A module is projective iff it has a projective basis
The statement you're linking to is: A module $P$ is projective if and only if there is a family $\{x_{i}\}_{i \in I} \subset P$ and morphisms $f_{i}: P \to R$ such that for each $x \in P$ we have $x = \sum_{i \in I} f_{i}(x) x_{i}$. The last statement says three things:
- In order for the sum to make sense we must have that for all $x$ the set $\{i\,:\,f_{i}(x) \neq 0 \}$ is finite. Or, as stated there: for all $x$ we have $f_{i}(x) = 0$ for almost all $i$.
- The set $(x_{i})_{i \in I}$ generates $P$. In other words, the map $g: \bigoplus_{i \in I} R \to P$ sending $(r_{i})$ to $\sum_{i \in I} r_{i} x_{i}$ is an epimorphism (it suffices to take $r_{i} = f_{i}(x)$ to see that this map is onto).
- The epimorphism $g$ splits: there is a right inverse $f: P \to \bigoplus_{i \in I} R$ of $g$, i.e. $gf = \operatorname{id}_{P}$ (this morphism $f$ is of the form $(f_{i})_{i \in I}$ with morphisms $f_{i}: P \to R$ and by the definition of a direct sum we have $f_{i}(x) \neq 0$ only for finitely many $i$).
In my opinion its just an extremely explicit way of phrasing the much more catchy "a module is projective if and only if it is a direct summand of a free module".

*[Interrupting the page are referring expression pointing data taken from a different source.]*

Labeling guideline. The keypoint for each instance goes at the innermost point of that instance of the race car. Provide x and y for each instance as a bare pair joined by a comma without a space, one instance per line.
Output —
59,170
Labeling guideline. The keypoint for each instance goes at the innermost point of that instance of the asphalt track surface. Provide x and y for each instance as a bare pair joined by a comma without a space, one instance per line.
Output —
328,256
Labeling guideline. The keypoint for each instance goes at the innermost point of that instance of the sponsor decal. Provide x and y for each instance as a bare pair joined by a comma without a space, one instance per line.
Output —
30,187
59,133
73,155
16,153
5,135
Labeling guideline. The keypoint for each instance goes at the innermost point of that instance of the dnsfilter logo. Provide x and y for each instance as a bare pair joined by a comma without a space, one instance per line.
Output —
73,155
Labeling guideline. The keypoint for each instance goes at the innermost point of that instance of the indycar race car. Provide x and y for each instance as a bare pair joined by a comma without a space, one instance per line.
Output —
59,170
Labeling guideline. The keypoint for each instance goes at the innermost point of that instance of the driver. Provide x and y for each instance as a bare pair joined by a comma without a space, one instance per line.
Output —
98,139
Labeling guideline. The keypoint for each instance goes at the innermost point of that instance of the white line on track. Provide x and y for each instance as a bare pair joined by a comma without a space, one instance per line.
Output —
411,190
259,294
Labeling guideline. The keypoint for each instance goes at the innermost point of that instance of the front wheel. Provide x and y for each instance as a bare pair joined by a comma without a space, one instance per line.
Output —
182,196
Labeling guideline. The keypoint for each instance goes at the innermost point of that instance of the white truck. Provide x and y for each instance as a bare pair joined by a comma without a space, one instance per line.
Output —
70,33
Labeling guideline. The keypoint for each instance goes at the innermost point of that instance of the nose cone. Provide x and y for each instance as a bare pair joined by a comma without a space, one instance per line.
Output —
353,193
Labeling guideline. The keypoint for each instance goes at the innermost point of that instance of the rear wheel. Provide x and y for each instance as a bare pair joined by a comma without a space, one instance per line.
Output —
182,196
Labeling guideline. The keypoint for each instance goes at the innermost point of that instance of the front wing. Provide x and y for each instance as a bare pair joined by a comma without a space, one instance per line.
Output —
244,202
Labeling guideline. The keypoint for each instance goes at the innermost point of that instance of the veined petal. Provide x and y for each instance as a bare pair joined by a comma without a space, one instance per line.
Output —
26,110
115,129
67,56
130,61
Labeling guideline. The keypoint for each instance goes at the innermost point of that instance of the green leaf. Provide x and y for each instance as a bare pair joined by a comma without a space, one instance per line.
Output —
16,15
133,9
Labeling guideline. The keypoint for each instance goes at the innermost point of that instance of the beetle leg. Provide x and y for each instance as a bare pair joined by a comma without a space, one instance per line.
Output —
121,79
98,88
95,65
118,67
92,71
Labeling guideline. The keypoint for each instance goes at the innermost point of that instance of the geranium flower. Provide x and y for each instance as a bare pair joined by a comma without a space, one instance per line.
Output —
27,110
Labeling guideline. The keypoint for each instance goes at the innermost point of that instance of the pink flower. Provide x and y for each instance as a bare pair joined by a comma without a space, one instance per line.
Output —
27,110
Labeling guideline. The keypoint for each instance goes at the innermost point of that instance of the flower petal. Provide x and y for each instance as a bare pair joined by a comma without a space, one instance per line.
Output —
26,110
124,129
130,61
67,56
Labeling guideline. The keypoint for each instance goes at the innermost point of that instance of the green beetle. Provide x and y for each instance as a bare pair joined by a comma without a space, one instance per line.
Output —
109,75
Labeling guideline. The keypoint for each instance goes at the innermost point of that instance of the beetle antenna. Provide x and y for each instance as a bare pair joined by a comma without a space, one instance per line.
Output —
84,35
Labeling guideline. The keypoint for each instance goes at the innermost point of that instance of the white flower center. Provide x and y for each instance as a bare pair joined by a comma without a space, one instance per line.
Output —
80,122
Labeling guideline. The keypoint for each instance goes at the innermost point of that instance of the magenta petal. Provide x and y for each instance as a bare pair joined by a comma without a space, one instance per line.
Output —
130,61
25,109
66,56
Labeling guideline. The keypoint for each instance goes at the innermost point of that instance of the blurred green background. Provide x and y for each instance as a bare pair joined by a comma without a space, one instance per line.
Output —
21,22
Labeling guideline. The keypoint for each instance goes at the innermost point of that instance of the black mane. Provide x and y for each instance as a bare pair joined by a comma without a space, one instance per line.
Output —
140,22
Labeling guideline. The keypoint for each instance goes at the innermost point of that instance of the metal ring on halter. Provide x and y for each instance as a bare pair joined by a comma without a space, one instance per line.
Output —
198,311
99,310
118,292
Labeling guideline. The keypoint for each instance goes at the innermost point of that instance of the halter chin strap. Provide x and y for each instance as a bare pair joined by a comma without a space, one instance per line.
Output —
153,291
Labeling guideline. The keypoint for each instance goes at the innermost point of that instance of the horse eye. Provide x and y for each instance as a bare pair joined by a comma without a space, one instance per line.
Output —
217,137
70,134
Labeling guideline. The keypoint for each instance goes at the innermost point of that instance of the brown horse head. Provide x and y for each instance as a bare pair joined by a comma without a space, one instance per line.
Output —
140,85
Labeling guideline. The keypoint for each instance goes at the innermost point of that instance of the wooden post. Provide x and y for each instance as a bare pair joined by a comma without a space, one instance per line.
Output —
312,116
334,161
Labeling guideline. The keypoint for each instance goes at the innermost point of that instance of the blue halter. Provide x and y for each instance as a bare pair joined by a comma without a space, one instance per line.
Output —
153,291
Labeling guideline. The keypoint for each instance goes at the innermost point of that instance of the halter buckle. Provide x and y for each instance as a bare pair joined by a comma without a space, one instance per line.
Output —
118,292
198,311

The statement "every element in P can be written as a finite linear combination of some elements of P.", where "some" means a finite set, just says that the module is finitely generated.
This has nothing to do with being projective.
Take for instance the $\mathbb Z$-module $\mathbb Z/2$. Here every element can be written as a multiple of $[1]$. So $\mathbb Z/2$ is finitely generated but not projective.
On the other hand the infinite direct sum $\bigoplus_{\mathbb N}\mathbb Z$ is a projective $\mathbb Z$-module which is not finitely generated.
The crucial thing in the definition of a projective basis is really that you have homomorphisms out of $P$ into the ring (regarded as module over itself).
The phrasing of your statement
a module P is projective iff every element in P can be written as a finite linear combination of some elements of P
is pretty bad, because it is not at all evident from that those some elements are fixed: what you mean, but not what you wrote, probably is
a module is projective iff there is a set $X\subseteq P$ such that every element of $P$ is a finite combination of elements of $X$.
Now, this last statement is false: you can always pick $X=P$, so its truth would imply that all modules are projective---and there are rings which have non-projective modules!